The basic idea is to make 'a very soft scramble of butter with eggs, zucchini blossoms, scallions and Comte (Gruyere) cheese'. (Louis Rousseau).
After a quick rinse under cold water, take out the stamens, and then with scissors snip them into rough strips. Fold the courgette flowers, heritage tomatoes, radish tops and some gruyere into buttery scrambled eggs just as they are browning. Top them with lots of parsley and chives and serve with homemade caraway rye sourdough toast.
The resulting scramble is elegant and rich  - ideal on a bright summer morning with a glass of juice (or Prosecco!). And we haven't tried them at two in the morning... just yet.

Friday, 3 July 2015

Gefiltefest: sabih, challah and pickle

We had a brilliant time at our favourite Jewish food festival, Gefiltefest, last Sunday. I joined "The Ashkenazi Fightback", a talk chaired by our good friend (and now shareholder!) Felicity Spector, alongside Louis Solley from Jago and Mark of Monty's Deli. 

Conversation centred on the growing influence and rise of Jewish - specifically Ashkenazi - cooking in London restaurants. The talk ranged from our own inspirations, to the Ottolenghi diaspora and the challenges and aims we each bear with our respective projects. 

After that I dashed downstairs to meet Alex who was just setting up in front of a room jam packed with people ready for our demo, which, of course, was focused on bread, eggs and pickles. 

We made, plaited and baked a sweet and light Challah, showed the audience how to knock up their own pickles - and used them to add a bit of zing and crunch to our favourite Tel Aviv street food Sabih (an aubergine and egg pita with spicy zhoug, mango pickle and tahini sauce). 

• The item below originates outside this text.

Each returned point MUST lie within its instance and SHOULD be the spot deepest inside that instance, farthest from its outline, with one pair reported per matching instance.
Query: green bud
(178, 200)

To finish we used the freshly baked challah to cook up challah French toast - the perfect American-Jewish desert.

Alex and I did a reasonable job of making and plaiting the challah which was no mean feat - a process that Oded, our head pastry chef, usually keeps watchful eye over. The audience were delightful and really involved - which definitely helped.

We proceeded to devour treats outside in the courtyard - from our friends Hansen & Lydersen, new Shakshuka street food stall Shak, and Zest, the restaurant run by Ottolenghi disciple Eran Tibi. Massive thanks to Nicki, Ella and the whole team Gefiltefest for organising such a great celebration. 

Monday, 25 May 2015

Olives and Blackacre

This is part 4 of our series, A Trip South West.

On our third morning of travelling, we raced (as fast as we could in the old camper van) to Olives et Al in Dorset for lunch in the sunshine at their little cafe on site. They were genuinely some of the best olives we’ve ever tasted.

Giles was a pretty inspirational guy to meet and it was a pleasure to listen to him tell the story of how Olives et Al came to be. Some 20 years ago, Giles and his wife to be gave up their former careers and set off on two old motorbikes looking for an adventure. The trip took them through North Europe, Syria, Jordan, across the Allenby Bridge into the West Bank and Israel, Cairo and Libya. Their adventure lasted about a year and the pictures that are peppered around the Olives et Al offices tell the tale.

Giles and Annie returned to Southampton and in the sway of post travel blues, set up camp in the garden. They went to the local shop and bought some olives recreate the life they had grown accustomed to that year. The olives were apparently disgusting, nothing that resembled the Olives they had enjoyed on their trip. It was at that moment that they decided they needed to bring olives into the country and that's how it all began.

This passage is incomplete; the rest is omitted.